Intervention de Olivier Dussopt

Commission des affaires sociales — Réunion du 6 juillet 2021 à 13h30
Situation et perspectives des comptes sociaux — Audition de M. Olivier duSsopt ministre délégué chargé des comptes publics

Olivier Dussopt, des finances et de la relance, chargé des comptes publics :

ministre délégué auprès du ministre de l'économie, des finances et de la relance, chargé des comptes publics. - Je vous remercie pour votre invitation à cet échange sur la situation et les perspectives des finances sociales, à l'occasion du rapport de la Commission des comptes de la sécurité sociale, que nous avons présenté aux membres de la commission le 24 juin dernier.

Je partage, madame la présidente, le regret sur l'horaire atypique de cette réunion qui est de mon fait en raison d'une convocation à l'Elysée que je ne pouvais reporter.

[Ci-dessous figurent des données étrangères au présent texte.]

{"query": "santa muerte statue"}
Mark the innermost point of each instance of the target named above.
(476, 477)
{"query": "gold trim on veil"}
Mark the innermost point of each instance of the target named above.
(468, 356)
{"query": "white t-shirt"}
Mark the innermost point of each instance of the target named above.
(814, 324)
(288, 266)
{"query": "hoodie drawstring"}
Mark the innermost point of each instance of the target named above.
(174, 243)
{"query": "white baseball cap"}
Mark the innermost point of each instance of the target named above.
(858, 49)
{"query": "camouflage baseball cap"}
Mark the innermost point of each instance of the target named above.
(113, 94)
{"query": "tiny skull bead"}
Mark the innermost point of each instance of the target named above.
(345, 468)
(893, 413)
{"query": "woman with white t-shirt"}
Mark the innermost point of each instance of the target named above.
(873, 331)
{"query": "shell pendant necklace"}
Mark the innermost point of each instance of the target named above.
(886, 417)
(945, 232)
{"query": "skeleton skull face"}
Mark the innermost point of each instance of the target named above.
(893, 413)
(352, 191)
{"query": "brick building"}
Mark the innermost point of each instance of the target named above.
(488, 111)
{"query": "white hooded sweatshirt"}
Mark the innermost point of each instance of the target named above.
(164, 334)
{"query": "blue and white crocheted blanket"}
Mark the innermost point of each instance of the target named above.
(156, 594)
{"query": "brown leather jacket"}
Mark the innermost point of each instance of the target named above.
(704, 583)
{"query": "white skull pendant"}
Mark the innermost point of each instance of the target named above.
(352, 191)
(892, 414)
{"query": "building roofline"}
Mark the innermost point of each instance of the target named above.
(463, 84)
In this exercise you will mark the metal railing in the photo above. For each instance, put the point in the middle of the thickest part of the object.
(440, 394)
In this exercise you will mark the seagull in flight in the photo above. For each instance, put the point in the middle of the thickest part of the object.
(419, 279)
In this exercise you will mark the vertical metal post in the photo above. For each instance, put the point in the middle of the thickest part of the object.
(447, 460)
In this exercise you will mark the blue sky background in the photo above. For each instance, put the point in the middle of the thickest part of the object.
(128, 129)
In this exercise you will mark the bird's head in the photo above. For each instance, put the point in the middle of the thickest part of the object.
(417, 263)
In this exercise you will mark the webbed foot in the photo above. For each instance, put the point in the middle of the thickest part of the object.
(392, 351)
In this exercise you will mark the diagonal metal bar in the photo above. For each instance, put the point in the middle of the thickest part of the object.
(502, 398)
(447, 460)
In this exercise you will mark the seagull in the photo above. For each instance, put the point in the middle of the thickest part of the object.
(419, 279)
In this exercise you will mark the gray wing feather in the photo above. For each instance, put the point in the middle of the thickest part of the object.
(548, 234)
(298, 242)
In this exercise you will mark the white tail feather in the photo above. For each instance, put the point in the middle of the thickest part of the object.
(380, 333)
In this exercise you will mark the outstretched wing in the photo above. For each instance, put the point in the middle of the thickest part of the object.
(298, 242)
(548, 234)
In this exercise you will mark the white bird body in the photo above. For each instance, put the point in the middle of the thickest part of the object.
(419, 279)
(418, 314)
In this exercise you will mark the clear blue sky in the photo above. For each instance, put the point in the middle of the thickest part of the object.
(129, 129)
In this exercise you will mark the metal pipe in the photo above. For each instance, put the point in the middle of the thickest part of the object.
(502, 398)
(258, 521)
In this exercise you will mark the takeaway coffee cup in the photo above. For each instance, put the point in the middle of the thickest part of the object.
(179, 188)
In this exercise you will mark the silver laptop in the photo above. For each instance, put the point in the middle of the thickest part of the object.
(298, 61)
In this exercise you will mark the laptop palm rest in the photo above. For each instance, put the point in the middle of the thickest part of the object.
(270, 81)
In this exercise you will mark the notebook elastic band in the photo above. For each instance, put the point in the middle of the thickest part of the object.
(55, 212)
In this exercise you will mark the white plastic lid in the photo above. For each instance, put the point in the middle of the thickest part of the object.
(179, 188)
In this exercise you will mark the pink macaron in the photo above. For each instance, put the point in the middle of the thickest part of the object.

Ce rapport de la CCSS permet, comme chaque année, de retracer les comptes de l'exercice 2020 et d'actualiser les perspectives de l'année 2021. Ces données sont essentielles alors que nous commençons à préparer la prochaine loi de financement de la sécurité sociale et que des réflexions sont en cours, notamment au sein de votre commission - je pense à la proposition de loi organique de votre rapporteur général -, pour améliorer la gouvernance des finances sociales.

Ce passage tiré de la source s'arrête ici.